[deleted] There are/were malicous apps out there that don't need Google Play to work.
Right, but the question was about Google Play or Google apps, so I was talking about Google Play and other Google apps.
[deleted] Instead we should look at what sorts of (dangerous) permissions app requests in order to work.
No argument there. Apps can't share information they don't have.
[deleted] Google Play Services require a whole lot of "privacy umfriendly" permissions in order to provide functionality for its well constructed ecosystem of apps to work well. Yes, you can deny some, some you can't if you want to ensure that it at all works.
This is part of what the compatibility layer does so Google Play and Google Play Services don't break when they don't have access to things they expect access to.

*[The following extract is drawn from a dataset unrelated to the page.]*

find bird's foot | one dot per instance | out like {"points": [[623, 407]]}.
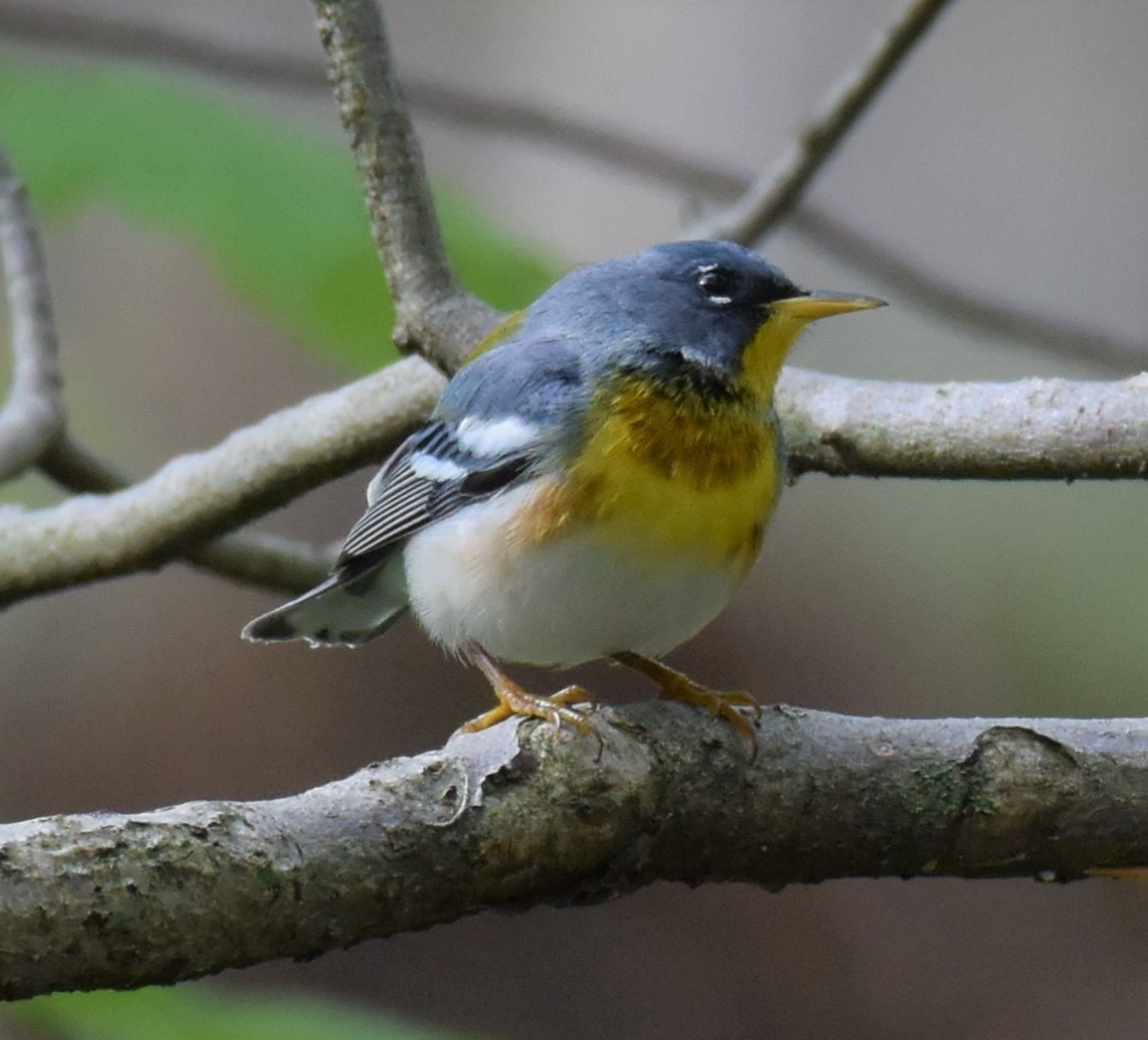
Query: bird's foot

[deleted] Using GrapheneOS mitigates hatdware ID collection and fingerprinting and provides its own backends for certain services, but let's not forget and like someone said Google employs a whole army of hackers, excuse me, security researchers to break any such mitigations from working by employing new state of art technologies (questionable but highly probable) they don't shout out loud about using. So I assume zero trust when it comes to using their proprietary suite.
I'm not going to discuss hypotheticals. If you don't trust Google, or if you think that Google has some ability to access personal data despite not having access, then don't use Google apps. GrapheneOS project members, people who are way smarter than me when it comes to this kind of thing, say that Google doesn't have any privileged access. I'm going to trust their judgement when it comes to these things.